Keith Olbermann’s return to ESPN after a 16-year absence to host a weeknight late show beginning Aug. 24 became officially verified with a conference call full of media members curious as to why this would be happening all over again.
We’ll get into more of it in Friday’s weekly media column, but for those wondering how this came about, talks have been in the works for more than a year about Olbermann returning, pushed on his side to try to rectify some of the nasty terms he left on.
“I am very grateful for the opportunity,” said the former KTLA-Channel 5 and KCBS-Channel 2 sports anchor this morning. “This is a chance to put a little different ending on my relationship with ESPN.
“I appreciate the fresh start, and we’ll see how much success we can get in that way. This is not quite the Paris peace accords, but we’ve done a very good job. I’m the main beneficiary and hope to make the audience the second beneficiary.”

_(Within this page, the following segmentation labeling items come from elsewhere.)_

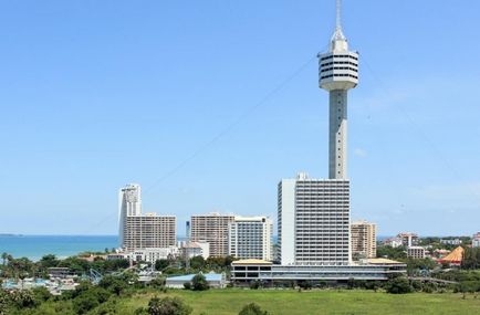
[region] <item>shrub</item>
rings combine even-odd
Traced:
[[[148,302],[148,314],[150,315],[189,315],[191,307],[185,304],[179,297],[152,297]],[[142,313],[139,313],[142,314]]]
[[[243,306],[238,315],[269,315],[267,311],[262,311],[255,303],[250,303]]]
[[[392,294],[405,294],[413,292],[413,287],[406,277],[396,277],[390,280],[386,284],[385,290]]]
[[[207,279],[201,273],[194,276],[194,279],[191,280],[191,285],[194,291],[205,291],[210,288]]]

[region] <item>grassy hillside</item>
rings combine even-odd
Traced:
[[[254,302],[274,315],[314,314],[480,314],[480,297],[461,294],[411,293],[393,295],[369,291],[253,291],[210,290],[207,292],[169,291],[158,296],[176,295],[194,307],[195,315],[238,314],[241,307]],[[148,304],[153,294],[122,300],[125,314]]]

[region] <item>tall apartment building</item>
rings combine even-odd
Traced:
[[[418,234],[413,232],[401,232],[397,235],[398,239],[401,240],[401,244],[404,246],[410,248],[418,245]]]
[[[272,261],[273,223],[267,217],[236,217],[229,223],[229,254]]]
[[[210,256],[227,256],[228,224],[234,221],[233,214],[208,213],[191,216],[190,240],[208,242]]]
[[[152,248],[168,248],[177,244],[177,219],[175,216],[131,216],[122,248],[127,251]]]
[[[407,249],[407,258],[421,260],[425,259],[425,249],[421,246],[409,246]]]
[[[282,265],[347,265],[349,181],[299,174],[279,183],[279,245]]]
[[[352,256],[373,259],[377,255],[377,227],[375,223],[356,221],[351,224]]]
[[[118,192],[118,235],[121,245],[125,241],[126,218],[140,216],[142,213],[142,188],[138,183],[127,185]]]
[[[142,214],[140,186],[132,183],[119,190],[119,245],[126,251],[175,246],[175,216]]]
[[[471,238],[471,246],[472,248],[480,248],[480,232],[477,234],[473,234]]]

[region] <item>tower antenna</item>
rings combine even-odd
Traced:
[[[336,0],[336,30],[342,30],[342,0]]]

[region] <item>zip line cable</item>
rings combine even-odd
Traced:
[[[201,155],[204,151],[209,149],[211,146],[213,146],[216,143],[218,143],[221,138],[223,138],[226,135],[228,135],[231,130],[233,130],[236,127],[238,127],[241,123],[243,123],[247,118],[249,118],[255,111],[258,111],[260,107],[262,107],[264,104],[267,104],[273,96],[275,96],[278,93],[280,93],[282,90],[284,90],[294,78],[296,78],[311,63],[313,60],[316,59],[316,54],[311,56],[306,62],[304,62],[302,65],[300,65],[295,71],[293,71],[289,76],[286,76],[282,82],[280,82],[275,87],[273,87],[270,92],[268,92],[259,102],[253,104],[250,108],[248,108],[243,114],[241,114],[237,119],[234,119],[230,125],[225,127],[222,130],[220,130],[216,136],[213,136],[209,141],[205,143],[202,146],[198,147],[195,151],[192,151],[189,156],[187,156],[185,159],[182,159],[180,162],[178,162],[176,166],[174,166],[170,170],[165,172],[161,177],[159,177],[157,180],[154,181],[150,186],[148,186],[146,189],[143,189],[143,192],[149,192],[155,187],[164,182],[166,179],[174,176],[176,172],[178,172],[180,169],[182,169],[185,166],[187,166],[189,162],[191,162],[195,158],[197,158],[199,155]],[[97,227],[106,223],[109,221],[113,217],[118,216],[117,212],[111,213],[100,220],[97,223],[93,224],[86,232],[91,232]]]

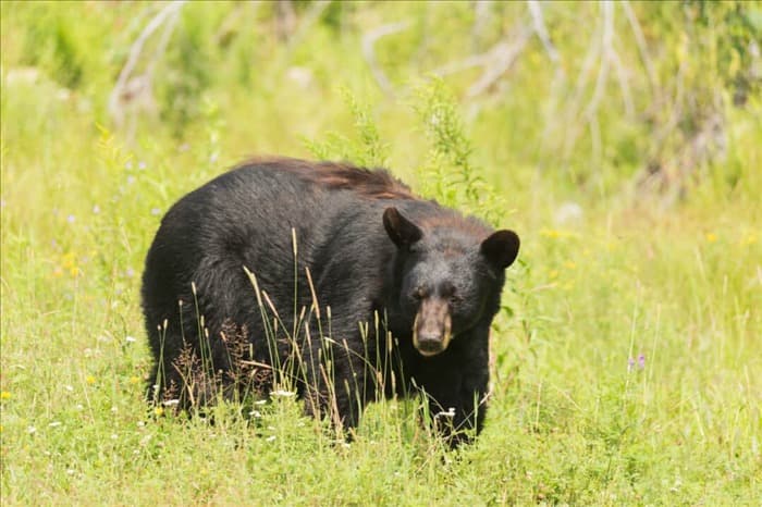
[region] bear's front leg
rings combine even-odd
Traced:
[[[305,410],[309,416],[329,419],[333,428],[352,438],[359,423],[366,398],[366,364],[357,351],[323,339],[305,350]]]
[[[481,432],[490,380],[487,341],[458,339],[441,357],[427,360],[431,364],[421,379],[431,423],[451,448]]]

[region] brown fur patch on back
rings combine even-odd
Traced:
[[[385,169],[364,169],[349,163],[309,162],[290,158],[250,159],[243,165],[288,171],[303,180],[337,190],[351,190],[370,199],[417,199],[410,187]]]
[[[446,210],[446,213],[432,214],[430,217],[422,218],[417,224],[426,230],[444,228],[444,230],[458,230],[466,234],[478,237],[486,238],[492,233],[492,230],[488,227],[480,220],[472,217],[463,217],[454,211]]]

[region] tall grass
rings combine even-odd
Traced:
[[[108,95],[160,5],[2,2],[3,505],[757,505],[762,102],[739,83],[759,7],[631,3],[649,74],[624,5],[635,114],[612,73],[591,124],[576,108],[594,92],[595,74],[579,76],[597,3],[542,4],[565,81],[532,38],[474,98],[478,67],[421,75],[511,35],[526,4],[493,4],[474,35],[466,2],[334,2],[283,42],[271,4],[188,3],[159,107],[131,133]],[[390,97],[357,48],[406,18],[374,48]],[[681,165],[717,114],[712,156]],[[395,399],[371,405],[348,445],[293,396],[190,419],[145,403],[149,242],[174,200],[250,153],[384,163],[519,233],[475,445],[443,452]]]

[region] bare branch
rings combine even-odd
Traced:
[[[616,71],[616,79],[619,83],[619,88],[622,88],[622,100],[625,102],[625,114],[627,114],[628,118],[632,118],[635,116],[635,102],[632,101],[632,94],[629,89],[627,69],[622,63],[619,53],[616,52],[616,49],[614,49],[613,46],[607,51],[607,55],[611,63],[614,65],[614,70]]]
[[[638,17],[635,15],[632,8],[627,0],[622,0],[619,2],[622,9],[625,10],[625,15],[632,28],[632,34],[635,35],[635,41],[638,45],[638,52],[640,53],[640,60],[643,62],[646,67],[646,74],[648,75],[649,84],[651,85],[651,92],[654,97],[659,95],[659,81],[656,77],[656,71],[653,69],[653,62],[648,53],[648,47],[646,45],[646,37],[643,36],[643,30],[640,29],[640,23],[638,23]]]
[[[368,62],[370,71],[373,73],[376,83],[378,83],[379,87],[389,96],[394,95],[394,89],[392,87],[392,83],[389,81],[389,77],[386,77],[386,74],[383,72],[378,60],[376,59],[376,50],[373,46],[380,38],[405,30],[409,26],[409,21],[389,23],[374,28],[362,36],[362,55]]]
[[[548,52],[548,58],[557,66],[561,67],[561,55],[558,51],[553,46],[550,35],[548,35],[548,29],[545,28],[545,21],[542,16],[542,8],[540,8],[540,2],[537,0],[527,0],[527,5],[529,7],[529,13],[532,16],[532,25],[534,26],[534,33],[542,41],[542,46]],[[562,71],[563,72],[563,71]]]
[[[466,97],[472,98],[483,94],[490,88],[505,72],[511,69],[518,55],[521,54],[524,47],[529,41],[531,30],[521,28],[518,37],[512,42],[500,41],[492,47],[486,54],[484,72],[474,83],[466,92]]]
[[[116,78],[116,84],[109,96],[108,109],[116,124],[121,125],[124,122],[124,104],[126,102],[134,100],[136,97],[143,97],[145,100],[150,102],[150,83],[156,61],[167,48],[169,36],[171,34],[170,28],[174,27],[180,9],[184,3],[185,0],[168,3],[148,22],[145,28],[143,28],[140,35],[137,37],[137,39],[135,39],[135,42],[133,42],[132,47],[130,48],[127,62],[124,64],[124,67],[122,67],[122,71]],[[170,20],[169,23],[168,20]],[[135,66],[140,59],[146,41],[164,23],[168,23],[169,28],[162,34],[161,41],[159,42],[159,47],[153,54],[153,59],[148,64],[147,72],[133,76],[133,72],[135,71]]]

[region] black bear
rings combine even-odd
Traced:
[[[353,429],[366,403],[417,392],[457,445],[482,428],[518,248],[382,169],[244,163],[180,199],[148,251],[151,396],[187,408],[287,380]]]

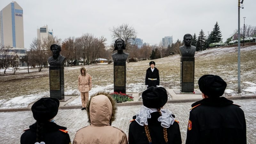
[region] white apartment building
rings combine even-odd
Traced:
[[[0,43],[24,48],[23,10],[16,2],[12,1],[0,11]]]

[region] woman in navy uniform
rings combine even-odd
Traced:
[[[150,61],[149,62],[150,67],[147,70],[145,85],[148,85],[148,88],[151,86],[156,87],[157,85],[159,85],[159,71],[155,67],[155,62]]]

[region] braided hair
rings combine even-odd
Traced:
[[[160,116],[162,115],[161,113],[161,112],[160,111],[161,108],[157,108],[157,111],[158,113],[160,114]],[[148,130],[148,125],[144,124],[144,128],[145,129],[145,132],[146,132],[147,137],[148,137],[148,142],[149,144],[152,143],[152,140],[151,139],[151,137],[150,136],[150,134],[149,133],[149,131]],[[164,140],[165,141],[166,143],[168,142],[168,139],[167,137],[167,129],[166,128],[164,128]]]
[[[42,122],[37,121],[36,125],[36,141],[40,142],[44,140],[43,131],[44,123]]]

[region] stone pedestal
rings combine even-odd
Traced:
[[[194,91],[195,57],[180,58],[180,92]]]
[[[114,92],[126,93],[125,61],[114,61]]]
[[[50,97],[64,99],[64,66],[49,67]]]

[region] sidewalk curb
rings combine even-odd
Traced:
[[[229,100],[246,100],[248,99],[256,99],[256,95],[252,95],[249,96],[234,96],[231,97],[225,97]],[[195,99],[184,100],[170,100],[167,101],[166,103],[183,103],[185,102],[195,102],[202,100],[202,99]],[[192,103],[191,103],[192,104]],[[127,103],[117,103],[116,104],[116,106],[117,107],[123,106],[137,106],[138,105],[143,105],[142,101],[134,101]],[[80,105],[74,106],[60,106],[59,109],[79,109],[82,108],[82,106]],[[0,109],[0,112],[15,112],[18,111],[31,111],[31,107],[21,108],[3,108]]]

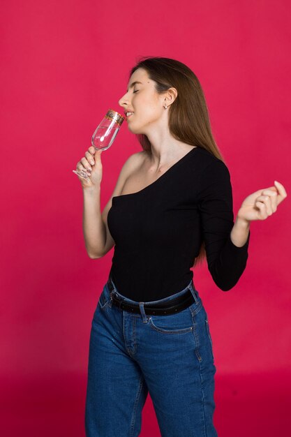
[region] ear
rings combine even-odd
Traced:
[[[169,89],[167,89],[167,91],[165,91],[163,104],[170,106],[170,105],[172,105],[172,103],[174,102],[177,96],[178,91],[176,88],[174,88],[173,87],[172,88],[169,88]]]

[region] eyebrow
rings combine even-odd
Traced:
[[[137,80],[135,80],[135,82],[133,82],[133,83],[131,84],[131,85],[129,86],[129,88],[133,88],[135,84],[142,84],[142,82],[138,82]],[[128,89],[126,90],[126,92],[128,92]]]

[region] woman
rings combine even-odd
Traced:
[[[234,223],[230,177],[213,138],[203,91],[186,66],[144,58],[119,102],[143,150],[120,172],[101,214],[100,151],[77,164],[91,258],[114,246],[95,311],[86,401],[87,437],[139,435],[149,392],[163,437],[214,437],[214,374],[207,315],[190,269],[207,257],[216,284],[235,286],[250,222],[286,197],[283,185],[243,202]]]

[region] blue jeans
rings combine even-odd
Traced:
[[[207,315],[195,302],[179,313],[146,316],[115,306],[106,283],[91,324],[86,399],[87,437],[137,437],[149,392],[162,437],[217,437],[214,374]]]

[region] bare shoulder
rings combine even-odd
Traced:
[[[124,176],[129,176],[142,165],[147,156],[147,153],[144,150],[137,151],[128,156],[122,167],[122,172]]]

Added ESPN president John Skipper: “We don’t ultimately have to work through anything except my having discussions and being sensitive to some of the previous issues. …. It ultimately was my decision.”
This sports-focused show called “Olbermann” will air in the 8 p.m. PDT window, emanating from the network’s Times Square studio in New York, and, for its debut, will come on the heels of ESPN2 coverage of the U.S. Open tennis tournament.
Olbermann says that despite some premature reports, there is no clause in his contract that will prevent him from talking politics — a career path he had recently on MSNBC and on Current TV as a pundit.
Twitter is already alive with responses to the news. One from @DannyZucker, the writer and executive producer for ABC’s “Modern Family”: ESPN confirms that Keith Olbermann will return to the network and be fired 12 days later.